When I felt like I have been given more than I could handle, God helped me through.
So many times I have been overwhelmed with doctor’s appointments, surgeries and the decisions that come with infertility. There are many days that I feel discouraged and cry many tears, but God has helped me through when I feel like I have too much to bear. He walks beside me and guides each step. He has never left me alone, but has comforted me through the valleys.
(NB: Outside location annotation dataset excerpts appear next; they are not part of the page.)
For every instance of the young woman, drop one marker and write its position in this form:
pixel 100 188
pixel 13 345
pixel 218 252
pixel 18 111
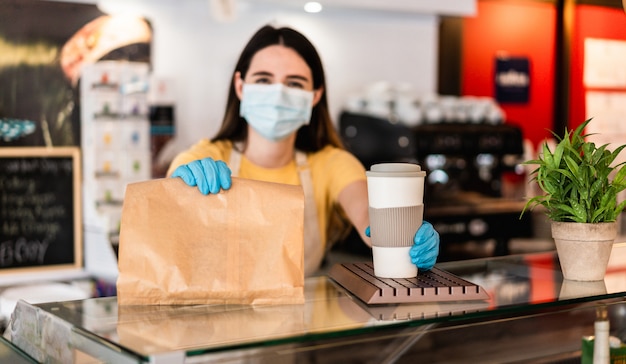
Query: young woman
pixel 277 128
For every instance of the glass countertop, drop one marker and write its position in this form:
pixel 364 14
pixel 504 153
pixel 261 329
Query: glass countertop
pixel 516 284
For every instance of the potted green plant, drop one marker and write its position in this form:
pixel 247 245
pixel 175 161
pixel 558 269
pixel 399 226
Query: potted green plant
pixel 580 183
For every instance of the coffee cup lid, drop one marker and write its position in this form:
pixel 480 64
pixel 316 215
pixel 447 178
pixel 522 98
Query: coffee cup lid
pixel 395 170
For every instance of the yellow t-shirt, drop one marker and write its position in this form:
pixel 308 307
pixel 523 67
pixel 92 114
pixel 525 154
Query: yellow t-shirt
pixel 332 169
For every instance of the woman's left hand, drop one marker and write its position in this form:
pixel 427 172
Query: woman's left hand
pixel 425 247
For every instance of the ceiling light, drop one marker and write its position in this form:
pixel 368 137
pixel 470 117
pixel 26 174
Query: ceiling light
pixel 312 7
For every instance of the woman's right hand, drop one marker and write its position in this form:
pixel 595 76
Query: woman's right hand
pixel 210 176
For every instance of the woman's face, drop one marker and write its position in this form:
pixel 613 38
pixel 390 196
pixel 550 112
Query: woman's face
pixel 278 64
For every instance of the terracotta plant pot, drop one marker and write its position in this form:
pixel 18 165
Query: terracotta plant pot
pixel 584 249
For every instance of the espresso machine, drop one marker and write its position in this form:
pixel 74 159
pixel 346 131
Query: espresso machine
pixel 466 165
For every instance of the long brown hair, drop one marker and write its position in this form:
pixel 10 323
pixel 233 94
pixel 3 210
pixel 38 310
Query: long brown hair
pixel 310 138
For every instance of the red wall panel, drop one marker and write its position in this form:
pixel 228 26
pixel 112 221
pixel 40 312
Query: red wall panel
pixel 521 28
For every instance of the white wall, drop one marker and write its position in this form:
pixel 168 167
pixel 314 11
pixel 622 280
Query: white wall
pixel 358 47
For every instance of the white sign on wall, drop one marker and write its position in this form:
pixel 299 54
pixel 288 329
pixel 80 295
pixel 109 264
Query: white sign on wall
pixel 604 63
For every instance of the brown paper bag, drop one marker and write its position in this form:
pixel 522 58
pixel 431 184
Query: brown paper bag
pixel 241 246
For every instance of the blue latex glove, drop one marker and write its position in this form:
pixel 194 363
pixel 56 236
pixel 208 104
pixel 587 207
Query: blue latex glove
pixel 425 247
pixel 210 176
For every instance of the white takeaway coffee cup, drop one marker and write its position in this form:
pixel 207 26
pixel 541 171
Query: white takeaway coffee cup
pixel 396 209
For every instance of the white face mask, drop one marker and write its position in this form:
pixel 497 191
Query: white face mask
pixel 275 111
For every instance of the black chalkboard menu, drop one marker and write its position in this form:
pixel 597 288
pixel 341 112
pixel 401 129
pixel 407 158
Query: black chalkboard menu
pixel 40 208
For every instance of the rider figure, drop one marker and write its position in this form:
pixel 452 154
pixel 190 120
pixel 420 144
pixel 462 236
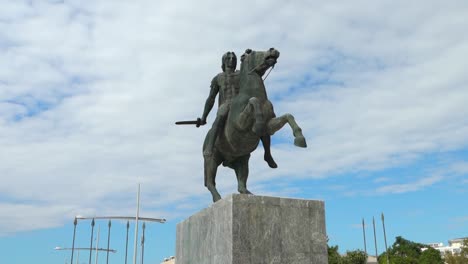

I Corinthians 10:13 says,
“There hath no temptation taken you but such as is common to man: but God is faithful, who will not suffer you to be tempted above that ye are able; but will with the temptation also make a way to escape, that ye may be able to bear it.”
There is always someone who is carrying a heavier burden than me.
Often when going through deep trials, it is very easy to become wrapped up in yourself. I would begin to think that what I was going through was the most devastating trial there is. I often don’t think of others who are going through deeper trials and facing harder battles than I am. To counter balance this reaction in my life, I try to familiarize myself with others who are going through greater battles than me. I have followed blogs of women who are struggling with terminal disease or have lost a spouse. When reading of these women, I realize that my trial is so small in comparison. Philippians 2:4 says,
“Look not every man on his own things, but every man also on the things of others.”
The grass isn’t always greener on the other side of the fence.
It is easy to look at those who have children and become very jealous. I could begin to feel that they have everything that I wanted. Sometimes, I tend to overlook the hard times of parenting – the mother burying a son or the parents broken hearted over a wayward child. I often think that motherhood is filled with joy and happiness, but I can forget about the pain and heartache that comes with it. Just as my life contains heartache, so does a parent’s life. I need to realize that the other side of the fence has its struggles as well.
Others may be going through battles I know nothing about.
At the beginning of our infertility, I kept our struggles private. I could not bear to tell anyone the pain I was experiencing. No one knew what I was going through. It brought me to the realization that I often don’t know how other people are struggling. Like me, many people keep some struggles private. I need to be compassionate towards others and reach out to everyone. Everybody is facing a trial of one kind or another. I may or may not know about them.
Although this road has been rough and long at times, I can honestly say that God has been good to me. He has taken care of me and never left me alone. He has provided me with so many blessings through this journey.
Maybe you are going through the struggle of infertility today. Don’t give up and give in to discouragement. Try to look for some of the positive things you can learn. It will completely change your outlook on your trial. If you stay sensitive to the Lord’s working in your life, one day you will be able to be thankful for the lessons you have learned while on the road of infertility.